In a concurring opinion, Circuit Court Judge William Pryor explained, “[j]ust as a woman cannot recover under Title VII when she is fired because of her heterosexuality, neither can a gay woman sue for discrimination based on her sexual orientation.” Id. at *20.
By contrast, Circuit Court Judge Robin Rosenbaum’s dissent harshly criticized the majority’s opinion and their reliance on 38-year-old precedent that was issued ten years prior to Price Waterhouse. Judge Rosenbaum chided the continued use of Blum, expressing that the application of Blum essentially punishes individuals’ gender non-conformity - attraction to someone of the same sex. Judge Rosenbaum further argued that Price Waterhouse “substantially broadened the scope of actionable discriminatory stereotyping under Title VII.” Id. at *32. As such, Judge Rosenbaum opined that discrimination based on an individual’s sexual orientation is discrimination based on a person’s failure to conform to a perceived gender role, which is discrimination because of sex. See id. at *30. According to Judge Rosenbaum, “Price Waterhouse requires us to apply the rule that an individual cannot be punished because of his or her perceived gender non-conformity-in this case, sexual attraction to other women.” Id. at *51.
Notwithstanding the Court’s dismissal of plaintiff’s sexual orientation claim, in Evans, the Court vacated the district court’s order dismissing plaintiff’s claim for discrimination based on failure to conform to gender stereotypes. Id. at *12. The Court held that “the lower court erred because a gender non-conformity claim is not just another way to claim discrimination based on sexual orientation, but instead, constitutes a separate, distinct avenue for relief under Title VII.” Id. at *12.

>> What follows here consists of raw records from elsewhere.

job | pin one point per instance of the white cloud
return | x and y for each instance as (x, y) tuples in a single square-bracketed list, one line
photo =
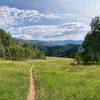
[(14, 20), (74, 31)]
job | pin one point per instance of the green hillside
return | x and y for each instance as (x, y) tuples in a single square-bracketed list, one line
[(10, 49), (55, 79)]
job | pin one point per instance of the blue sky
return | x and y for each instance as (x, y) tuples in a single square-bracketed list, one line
[(48, 19)]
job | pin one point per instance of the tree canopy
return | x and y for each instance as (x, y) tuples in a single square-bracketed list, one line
[(91, 44)]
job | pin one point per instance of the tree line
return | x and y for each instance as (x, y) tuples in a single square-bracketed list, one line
[(10, 49), (90, 51)]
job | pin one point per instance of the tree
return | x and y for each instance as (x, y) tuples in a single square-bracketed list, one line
[(91, 44)]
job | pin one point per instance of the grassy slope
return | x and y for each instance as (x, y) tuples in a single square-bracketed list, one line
[(14, 80), (59, 79), (56, 79)]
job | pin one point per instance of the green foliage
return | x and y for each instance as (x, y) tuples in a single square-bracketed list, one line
[(91, 44), (62, 79), (11, 50)]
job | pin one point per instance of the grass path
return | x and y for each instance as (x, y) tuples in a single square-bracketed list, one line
[(31, 95)]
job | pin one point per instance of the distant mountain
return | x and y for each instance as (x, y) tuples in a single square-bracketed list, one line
[(49, 43), (65, 42), (66, 48)]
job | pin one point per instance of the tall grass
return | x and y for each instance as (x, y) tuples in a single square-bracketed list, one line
[(60, 79)]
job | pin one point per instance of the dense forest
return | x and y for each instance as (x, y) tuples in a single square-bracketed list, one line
[(52, 48), (90, 52), (10, 49)]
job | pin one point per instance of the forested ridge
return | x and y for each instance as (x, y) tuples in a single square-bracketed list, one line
[(10, 49)]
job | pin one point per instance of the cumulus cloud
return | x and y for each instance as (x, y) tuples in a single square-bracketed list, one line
[(74, 31), (19, 23)]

The 11th Circuit made it clear that in order for a claim for discrimination based on gender non-conformity to be actionable, the plaintiff must provide enough factual information to plausibly suggest that the adverse employment action was a result of her failure to conform in behavior and/or appearance to gender stereotypes. Id. at *11. Such non-conformity includes, but is not limited to a woman wearing a masculine haircut or a male wearing lipstick. Simply alleging discrimination based on one’s status as a gay man or woman is insufficient to establish a discrimination claim under Title VII in the 11th Circuit.
Employers should be aware that employees who deviate from a particular gender stereotype might correlate disproportionately with a particular sexual orientation. Therefore, while the 11th Circuit stands firm on its position that sexual orientation is not a protected status under Title VII, employers should consider refraining from making adverse employment decisions against any employee based upon his/her sexual orientation. Furthermore, employers should ensure that any adverse action does not discriminate against the employee for deviating from a gender stereotype.